Tribunal Administratif de Montreuil — Décision N° TA93-2405241

mercredi 11 décembre 2024

JuridictionTribunal Administratif de Montreuil
SectionTribunal Administratif de Montreuil
N° DossierTA93-2405241
TypeOrdonnance
RecoursExcès de pouvoir
Avocat requérantNAMIGOHAR

Résumé IA

Le Tribunal administratif de Montreuil a rejeté comme manifestement irrecevable la requête de M. A, qui contestait un arrêté du préfet de la Seine-Saint-Denis. Le juge a constaté que l'arrêté attaqué, daté du 17 avril 2024, ne portait pas sur une obligation de quitter le territoire français mais uniquement sur un placement en rétention administrative de quarante-huit heures. La requête a donc été considérée comme dirigée contre des décisions inexistantes. Cette irrecevabilité a été prononcée sur le fondement du 4° de l'article R. 222-1 du code de justice administrative.

Texte intégral

Vu la procédure suivante :

Par une requête, enregistrée le 17 avril 2024, M. B A, représenté par Me Namigohar, demande au tribunal :

1°) de l'admettre au bénéfice de l'aide juridictionnelle provisoire ;

2°) d'annuler l'arrêté du 17 avril 2024 par lequel le préfet de la Seine-Saint-Denis l'a obligé à quitter le territoire français sans délai, a fixé le pays à destination duquel il pourra être éloigné et a prononcé à son encontre une interdiction de retour sur le territoire français ;

3°) d'enjoindre au préfet de procéder au réexamen sa situation et, dans l'attente, de lui délivrer une autorisation provisoire de séjour ;

4°) de mettre à la charge de l'Etat le versement de la somme de 1 500 euros en application des dispositions combinées des articles L. 761-1 du code de justice administrative et 37 de la loi du 10 juillet 1991 relative à l'aide juridique.

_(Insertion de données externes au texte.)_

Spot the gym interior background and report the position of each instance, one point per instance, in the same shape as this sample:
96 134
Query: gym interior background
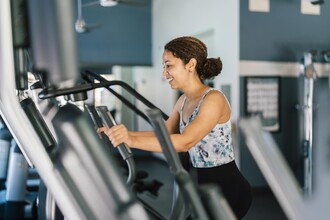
256 39
251 43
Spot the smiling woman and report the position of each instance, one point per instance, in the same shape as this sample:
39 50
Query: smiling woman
200 123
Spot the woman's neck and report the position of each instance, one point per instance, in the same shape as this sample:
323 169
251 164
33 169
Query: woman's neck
195 92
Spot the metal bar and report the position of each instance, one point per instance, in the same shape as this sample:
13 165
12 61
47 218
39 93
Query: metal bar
274 168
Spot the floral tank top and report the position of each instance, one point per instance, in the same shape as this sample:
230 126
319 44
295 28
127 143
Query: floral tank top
216 147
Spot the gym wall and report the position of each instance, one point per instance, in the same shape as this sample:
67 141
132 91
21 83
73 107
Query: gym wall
272 44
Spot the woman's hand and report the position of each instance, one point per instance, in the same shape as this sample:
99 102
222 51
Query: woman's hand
117 134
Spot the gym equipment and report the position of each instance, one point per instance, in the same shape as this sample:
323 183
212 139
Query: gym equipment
217 207
5 142
137 184
274 167
309 78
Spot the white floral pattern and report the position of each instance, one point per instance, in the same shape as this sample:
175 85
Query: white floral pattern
216 147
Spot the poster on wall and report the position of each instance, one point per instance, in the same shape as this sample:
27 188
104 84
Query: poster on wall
262 101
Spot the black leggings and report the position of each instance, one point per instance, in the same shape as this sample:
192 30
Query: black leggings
232 183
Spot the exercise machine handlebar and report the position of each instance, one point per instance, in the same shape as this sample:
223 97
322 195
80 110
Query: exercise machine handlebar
124 151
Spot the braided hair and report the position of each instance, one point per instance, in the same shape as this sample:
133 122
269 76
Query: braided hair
187 47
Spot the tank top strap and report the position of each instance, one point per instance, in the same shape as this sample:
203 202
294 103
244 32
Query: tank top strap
203 97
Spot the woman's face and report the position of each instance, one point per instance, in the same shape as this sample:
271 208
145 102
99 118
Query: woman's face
174 70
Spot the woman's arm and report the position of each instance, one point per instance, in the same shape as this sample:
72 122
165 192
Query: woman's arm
210 113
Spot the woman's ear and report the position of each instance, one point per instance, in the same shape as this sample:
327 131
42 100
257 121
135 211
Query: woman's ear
191 65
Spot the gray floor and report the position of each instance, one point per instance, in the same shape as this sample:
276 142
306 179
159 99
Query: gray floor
264 205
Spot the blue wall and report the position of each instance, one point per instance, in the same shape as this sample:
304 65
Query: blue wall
123 35
284 33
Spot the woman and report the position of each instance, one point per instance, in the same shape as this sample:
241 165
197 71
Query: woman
199 124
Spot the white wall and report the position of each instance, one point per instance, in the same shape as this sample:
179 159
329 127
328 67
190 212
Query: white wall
215 21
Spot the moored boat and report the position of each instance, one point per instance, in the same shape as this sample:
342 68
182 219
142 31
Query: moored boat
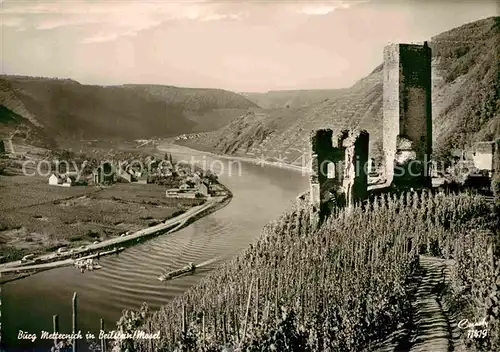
170 275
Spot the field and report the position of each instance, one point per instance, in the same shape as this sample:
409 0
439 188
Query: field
36 217
348 285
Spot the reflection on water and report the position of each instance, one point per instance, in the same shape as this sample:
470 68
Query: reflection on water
126 280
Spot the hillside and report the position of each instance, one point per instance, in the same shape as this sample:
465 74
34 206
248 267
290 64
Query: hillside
276 99
210 109
465 103
66 109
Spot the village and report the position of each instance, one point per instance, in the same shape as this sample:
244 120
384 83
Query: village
80 200
182 180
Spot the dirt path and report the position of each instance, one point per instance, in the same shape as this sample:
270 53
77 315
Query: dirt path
433 330
430 328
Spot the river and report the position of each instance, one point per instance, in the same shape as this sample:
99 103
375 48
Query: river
260 194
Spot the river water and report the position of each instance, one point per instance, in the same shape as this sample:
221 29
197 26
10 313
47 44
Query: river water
127 280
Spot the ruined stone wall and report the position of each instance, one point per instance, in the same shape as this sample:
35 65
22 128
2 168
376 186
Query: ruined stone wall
355 176
407 123
483 157
348 152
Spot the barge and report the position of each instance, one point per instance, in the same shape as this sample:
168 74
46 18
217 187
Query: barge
185 270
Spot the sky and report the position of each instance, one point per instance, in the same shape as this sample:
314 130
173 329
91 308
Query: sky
244 46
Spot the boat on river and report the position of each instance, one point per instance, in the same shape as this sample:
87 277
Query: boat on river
87 264
185 270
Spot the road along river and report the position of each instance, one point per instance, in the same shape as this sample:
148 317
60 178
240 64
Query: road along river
260 194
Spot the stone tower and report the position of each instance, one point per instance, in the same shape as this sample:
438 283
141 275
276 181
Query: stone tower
407 125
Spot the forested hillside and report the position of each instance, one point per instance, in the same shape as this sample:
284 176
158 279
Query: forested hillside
66 109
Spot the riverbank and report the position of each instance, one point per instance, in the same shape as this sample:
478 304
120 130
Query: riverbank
16 270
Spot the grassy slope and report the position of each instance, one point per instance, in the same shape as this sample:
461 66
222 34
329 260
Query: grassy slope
465 102
292 98
67 109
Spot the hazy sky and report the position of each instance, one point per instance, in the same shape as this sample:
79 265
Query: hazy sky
236 45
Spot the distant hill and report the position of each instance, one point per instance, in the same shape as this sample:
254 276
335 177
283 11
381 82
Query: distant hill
276 99
208 108
465 92
66 109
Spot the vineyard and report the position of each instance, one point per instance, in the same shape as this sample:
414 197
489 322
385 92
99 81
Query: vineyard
347 285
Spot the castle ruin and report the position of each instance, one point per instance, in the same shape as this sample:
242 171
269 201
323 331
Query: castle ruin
339 168
407 121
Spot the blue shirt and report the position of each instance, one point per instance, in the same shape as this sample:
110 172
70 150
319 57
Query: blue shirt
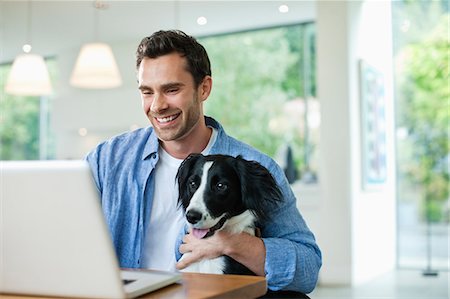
123 169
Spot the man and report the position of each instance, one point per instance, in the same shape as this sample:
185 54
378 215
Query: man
135 173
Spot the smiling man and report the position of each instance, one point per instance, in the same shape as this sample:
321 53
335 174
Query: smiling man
135 174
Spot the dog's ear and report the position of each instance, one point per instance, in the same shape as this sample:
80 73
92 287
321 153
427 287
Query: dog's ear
260 191
183 175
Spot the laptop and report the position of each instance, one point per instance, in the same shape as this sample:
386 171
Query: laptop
53 237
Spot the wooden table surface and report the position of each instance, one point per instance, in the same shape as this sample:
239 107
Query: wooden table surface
198 286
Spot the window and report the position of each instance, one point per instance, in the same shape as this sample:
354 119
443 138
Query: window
264 93
422 98
24 129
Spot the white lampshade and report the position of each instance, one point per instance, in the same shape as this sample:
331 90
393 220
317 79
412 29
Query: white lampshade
96 68
29 76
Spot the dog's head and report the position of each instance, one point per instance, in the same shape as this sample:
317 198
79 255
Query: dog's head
215 188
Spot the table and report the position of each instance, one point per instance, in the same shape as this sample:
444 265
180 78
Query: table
197 286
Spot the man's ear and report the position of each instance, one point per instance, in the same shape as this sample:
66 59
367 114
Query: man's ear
205 88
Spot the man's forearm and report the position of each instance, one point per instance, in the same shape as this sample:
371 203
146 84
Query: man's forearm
247 250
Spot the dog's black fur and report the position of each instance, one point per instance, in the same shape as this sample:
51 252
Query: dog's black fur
220 192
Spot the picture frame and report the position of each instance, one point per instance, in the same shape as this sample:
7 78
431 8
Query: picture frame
373 126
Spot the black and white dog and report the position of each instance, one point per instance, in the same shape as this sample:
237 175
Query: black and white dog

La requête a été communiquée au préfet de la Seine-Saint-Denis qui n'a pas produit de mémoire en défense.

Vu les autres pièces du dossier.

Vu le code de justice administrative.

Considérant ce qui suit :

1. Aux termes de l'article R. 222-1 du code de justice administrative : " () les présidents de formation de jugement des tribunaux () peuvent, par ordonnance : / () / 4° Rejeter les requêtes manifestement irrecevables, lorsque la juridiction n'est pas tenue d'inviter leur auteur à les régulariser ou qu'elles n'ont pas été régularisées à l'expiration du délai imparti par une demande en ce sens ; () ".

2. Si M. A entend contester, par la présente requête, un arrêté du 17 avril 2024 par lequel le préfet de la Seine-Saint-Denis l'aurait obligé à quitter le territoire français sans délai, aurait fixé le pays à destination duquel il pourrait être éloigné et aurait prononcé à son encontre une interdiction de retour sur le territoire français, il ressort des pièces produites par le préfet de la Seine-Saint-Denis, communiquées au requérant, que cet arrêté du 17 avril 2024, qui a été pris, par ailleurs, au visa d'une précédente obligation de quitter le territoire français prononcée à son encontre le 5 juin 2022 par le préfet de police de Paris, a pour seul objet le placement de l'intéressé dans des locaux ne relevant pas de l'administration pénitentiaire pour une durée de quarante-huit heures. Il s'ensuit que la requête de M. A doit être regardée comme étant formée contre des décisions inexistantes.

3. Il résulte de ce qui précède que la requête de M. A peut être rejetée comme manifestement irrecevable, en toutes ses conclusions, y compris celles tendant au bénéfice de l'aide juridictionnelle provisoire, selon la procédure prévue au 4° de l'article R. 222-1 du code de justice administrative.

O R D O N N E :

Article 1er : La requête de M. B A est rejetée.

Article 2 : Le présent jugement sera notifié à M. B A et au préfet de la Seine-Saint-Denis.

Fait à Montreuil le 11 décembre 2024.

Le président de la 9ème chambre,

Jimmy Robbe

La république mande et ordonne à au préfet de la Seine-Saint-Denis, en ce qui le concerne ou à tous commissaires de justice à ce requis en ce qui concerne les voies de droit commun contre les parties privées, de pourvoir à l'exécution de la présente décision.